In Kim’s own childhood, books were foundational. When she was 2 years old, her family immigrated to the United States and the public library became her second home, her teacher. 

“There weren’t a lot of stories to understand an Asian American experience as much…I think we’re seeing now that gap being filled,” Kim says. “Without having those stories that process of identification was still happening because I managed to and loved those books. I was probably not that reflective or thinking about it, but I just did identify with Laura Ingalls or whoever it was or whatever little girl in the story or boy that was having an experience that was just compelling. Literature provides that but I think it’s better now especially that you can see there are more options and that people of color aren’t forced to have to identify through a white identity, that there are other stories out there.” 

Books have remained a backbone in her life.

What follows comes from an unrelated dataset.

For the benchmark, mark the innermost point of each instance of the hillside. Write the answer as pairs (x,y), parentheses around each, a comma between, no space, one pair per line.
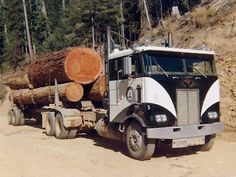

She majored in English in college and studied Shakespeare in graduate school at the University of Texas. After working for UT in a variety of capacities, someone from her book club suggested the Texas Book Festival role. For a woman who has been in the same book club for 25 years and says she never tires of talking about books, it seemed like a perfect match. 

Ironically, as the festival ramps up, Kim has less time to read. As the director of a nonprofit, she struggles to set boundaries. How do you stop working when you’re directly helping others, when you’re offering children the mirror you never had?

“This is often said that literature is the ultimate act of—project of—empathy,” Kim says. “When you dive into a deeply well-told complicated story to learn a perspective and to feel perspective that is not your own and live in that space…that usually leads to understanding and tolerance ideally.” 

The festival is Kim’s project of empathy. There is still work to be done; while Kim says the festival has made great strides in a more diverse lineup and crowd, the festival is actively trying to cater to the state’s rapidly growing Latinx population. The role is challenging and “all consuming,” but Kim loves every minute. The clock is already ticking for the 2020 festival—the 25th anniversary—and soon she will be starting the cycle all over again. 

“I never get tired of talking about books and sharing book ideas or wanting to share a book I’m excited about with other people,” Kim says. “The only frustrating thing is not having enough time to read.”